British oil companies are to carry out oil explorations in Sri Lanka, press reports quoted the country’s Development and Investment minister, Sarath Amunagama, as saying. The agreement was reached following a series of high-level discussions he held with leading oil companies during a visit to London, the LankaTribune reported.
Meanwhile, describing the human rights situation in Sri Lanka as “deeply worrying”, British Development Trade and Development minister, Gareth Thomas, said his government was pressing Sri Lanka to respect human rights.
Addressing a Tamil community meeting in Harrow, Mr. Thomas, who is also the local MP, said “the scale of the human rights abuses – abductions, extra-judicial killings, etc – is deeply worrying.”
He said he was “particularly concerned” by the actions of “government and paramilitary forces connected with the government.”
In May, he had decided to withhold some of the UK’s aid, he said. However, since then, the situation has not improved, he noted.
In May, the UK cut half its annual aid – about #1.5million or $3million. However, Sri Lanka’s Defence Secretary Gothabaya Rajapakse derided the move. Sri Lanka’s defence budget is over $1.3 billion.
In the first three months of 2007, Britain sold GBP7 million worth of arms to Sri Lanka.
Mr. Thomas said the UK “believes there has to a peace process [in Sri Lanka] and that peace process has to be based on respect for human rights.”
“A solution has to come from inside Sri Lanka,” he said. “People should be able to sit as equals [and talk].”
Earlier in September, Sri Lanka Development and Investment minister, Sarath Amunagama, announced British oil firms would be exploring oil in Mannar.
He made his comments whilst speaking at the ‘Mannar Basin Oil Exploration Roadshow’ held in London, the Lanka Tribune newspaper said.
Sri Lanka will find “the missing link” in its growth trajectory with the discovery of oil and gas, the minister said.

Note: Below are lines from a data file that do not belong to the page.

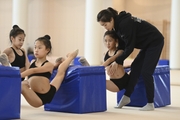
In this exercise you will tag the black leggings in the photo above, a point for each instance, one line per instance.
(121, 83)
(144, 64)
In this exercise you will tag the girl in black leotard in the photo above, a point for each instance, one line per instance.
(36, 89)
(16, 54)
(119, 80)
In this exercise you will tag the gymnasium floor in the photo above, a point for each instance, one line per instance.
(170, 112)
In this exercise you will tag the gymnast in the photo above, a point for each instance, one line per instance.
(120, 79)
(37, 90)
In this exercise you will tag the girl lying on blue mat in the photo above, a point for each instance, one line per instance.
(36, 89)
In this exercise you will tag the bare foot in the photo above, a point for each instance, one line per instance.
(4, 59)
(83, 61)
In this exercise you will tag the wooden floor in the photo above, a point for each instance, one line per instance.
(170, 112)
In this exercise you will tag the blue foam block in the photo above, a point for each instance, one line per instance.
(82, 91)
(163, 62)
(10, 91)
(161, 85)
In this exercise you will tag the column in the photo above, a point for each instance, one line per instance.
(174, 35)
(93, 32)
(20, 16)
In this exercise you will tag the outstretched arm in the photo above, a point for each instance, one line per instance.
(113, 58)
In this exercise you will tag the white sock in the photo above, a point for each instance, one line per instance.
(148, 107)
(124, 101)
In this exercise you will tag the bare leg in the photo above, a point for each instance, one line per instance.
(111, 86)
(56, 82)
(30, 95)
(83, 61)
(58, 62)
(4, 60)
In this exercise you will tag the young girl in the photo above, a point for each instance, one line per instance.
(17, 55)
(120, 79)
(37, 90)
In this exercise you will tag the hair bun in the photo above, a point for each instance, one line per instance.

“We look forward to very close cooperation between our country and the British government as well as British government. We are about to launch a new milestone in the history of Sri Lanka,” Amunagama said.
It was appropriate that Sri Lanka begins its promotion for the Mannar Basin exploration in the UK, as both countries had been friends “for many centuries,” he said.
Sri Lanka has already allocated four blocks in the Mannar Basin, two each to India and China on a preferential basis.
The Colombo government is to lead the project to explore oil there with the state-owned Ceylon Petroleum Corporation also expected to take on two blocks with foreign assistance, the paper said.